December 20, 2025 by Jack Gallant

Voxelwise Encoding Models (VEMs) are one of the most sensitive methods available for modeling and decoding functional brain activity. In the VEM framework, features are extracted from the stimulus (or task) and used in an encoding model to predict brain activity. If the encoding model is able to predict brain activity in some part of the brain, then one may conclude that some information represented in the features is also represented in the brain.

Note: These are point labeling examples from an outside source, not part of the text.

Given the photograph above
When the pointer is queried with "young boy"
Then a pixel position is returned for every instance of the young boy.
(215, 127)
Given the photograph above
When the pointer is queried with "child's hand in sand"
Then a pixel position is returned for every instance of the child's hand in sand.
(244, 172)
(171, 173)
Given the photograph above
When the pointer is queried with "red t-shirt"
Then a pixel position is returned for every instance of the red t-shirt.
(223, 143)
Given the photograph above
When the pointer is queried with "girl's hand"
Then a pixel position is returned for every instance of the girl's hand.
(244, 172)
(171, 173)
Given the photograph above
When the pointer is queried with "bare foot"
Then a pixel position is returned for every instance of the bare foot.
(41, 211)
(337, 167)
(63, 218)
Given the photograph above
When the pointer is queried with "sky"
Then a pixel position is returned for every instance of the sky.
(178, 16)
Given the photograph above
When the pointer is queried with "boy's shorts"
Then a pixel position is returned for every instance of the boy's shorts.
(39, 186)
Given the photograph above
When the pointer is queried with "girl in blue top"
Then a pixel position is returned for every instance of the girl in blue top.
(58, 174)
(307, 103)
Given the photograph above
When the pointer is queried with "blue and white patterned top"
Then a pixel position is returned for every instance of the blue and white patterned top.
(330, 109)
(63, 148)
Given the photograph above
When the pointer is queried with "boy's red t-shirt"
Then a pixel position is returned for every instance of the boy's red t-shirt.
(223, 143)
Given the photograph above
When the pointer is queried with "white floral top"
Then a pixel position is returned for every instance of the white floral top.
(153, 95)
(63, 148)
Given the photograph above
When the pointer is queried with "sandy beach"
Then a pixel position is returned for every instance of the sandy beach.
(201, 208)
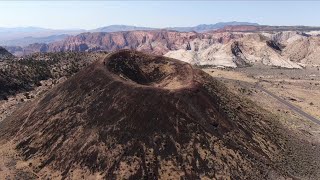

In VEM, a separate encoding model is fitted on each spatial sample (i.e., each voxel). VEM has many benefits compared to other methods for analyzing and modeling neuroimaging data. Most importantly, VEM can use large numbers of features simultaneously, which enables the analysis of complex naturalistic stimuli and tasks. Therefore, VEM can produce high-dimensional functional maps that reflect the selectivity of each voxel to large numbers of features. Moreover, because model performance is estimated on a separate test dataset not used during fitting, VEM minimizes overfitting and inflated Type I error confounds that plague other approaches, and the results of VEM generalize to new subjects and new stimuli.

Because the VEM framework is based on relatively advanced methods from statistics and data science, VEM has not yet been adopted broadly in the field. Several years ago we set out to change that by creating open source software that implements the framework, along with tutorials and reviews that guide researchers in its use an implementation. We’ve now completed this effort, as summarized below. The first section of this blog summarizes the foundational papers that give an overview of VEM and its history. The second section summarizes the VEM tutorial. The third section describes the various pieces of software that implement VEM.

Note that detailed information on all of this software and accompanying tutorials and papers, as well as appropriate links, can be found on the Learn and Code pages of our web site.

Background papers

Review of Voxelwise Encoding Models: This review paper provides the first comprehensive guide to the Voxelwise Encoding Model (VEM) framework. The VEM framework is a complete pipeline for fitting encoding models to fMRI data. This framework is currently the most sensitive and powerful approach available for modeling and decoding fMRI data. It can be used to fit dozens of distinct models simultaneously, each model having up to several thousand distinct features. The Voxelwise Encoding Model framework also conforms to all best practices in data science, which maximizes sensitivity, reliability and generalizability of the resulting models. Although VEM is optimized for fMRI, its roots go back to the system identification approach in neurophysiology, and so the methods can also be applied to encoding models fit to other brain measurements. (Visconti di Oleggio Castello, M., Deniz, F., Dupré la Tour, T., & Gallant, J. L. Encoding models in functional magnetic resonance imaging: the Voxelwise Encoding Model framework. Currently in review as of Dec. 2025 but available as a preprint.)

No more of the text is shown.